La bicicleta rota, partida al medio con las dos ruedas deformadas por el golpe. Todos los pedazos sueltos que puede tener una bicicleta estaban flotando en el asfalto caliente y desde el piso podía ver, aún aturdido, el auto moribundo apoyado en la columna de la luz.
No había dolor, el dolor siempre tarda en llegar. No sentía nada, quizás no tenia nada. En las manos sangre, finos granos de arena incrustados en la piel, raspones y un hombro que no se movía correctamente.

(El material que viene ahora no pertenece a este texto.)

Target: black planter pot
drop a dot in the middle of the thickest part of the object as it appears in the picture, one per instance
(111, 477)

Me pare como pude y empecé a ver la gente que salía de las casas y se acercaba a la calle.
Me miraban, nos miraban. Se acercaban lentamente como si no estuvieran seguros de querer llegar.
El auto perdía agua y con el vapor que soltaba era la imagen perfecta de una bestia con el corazón partido.
Esa mujer se bajo del auto. Abrió la puerta que avisó el movimiento con un chirrido fatal y desesperado…muerte a ese pedazo de chapa! Se bajó y rodeo el cuerpo caliente de esa maquina que casi me mataba. Se tomó la cabeza esperando comprender que había pasado. Yo la miraba moverse desde el cordón de la vereda.
La bicicleta rota era la imagen de un esqueleto partido, un montón de huesos flacos que no servían más, la cara de la muerte acostada en el piso, esperando nada.
Ella caminaba de un lado a otro. Ahora hablaba desde su celular. Gesticulaba explicando como la desgracia la había rozado y como tanto daño no tenía dueño.
Me acerque para hablarle, pensando en mi bicicleta y mis manos, en el hombro que me dolía y no podía mover. Cuando le toque el hombro se dio vuelta y dejó caer el celular. Estaba llorando. Las lágrimas se le caían débiles, minúsculas, apretadas de bronca y nervios.
Estas bien? Disculpame…no se que me pasó. Seguía llorando mientras me hablaba, como si sus ojos tuvieran pequeñas gotas de pena asomando. Tu bici, mira como quedó…que desastre!. Estas bien…? Seguro? Le dije que si, que estaba todo bien. Que podía decirle? La silueta deforme de mi bicicleta, los raspones en las manos y los huesos descolocados de un hombro nunca tuvieron la fuerza suficiente para competir con un par de lagrimas asomando a los ojos de una mujer.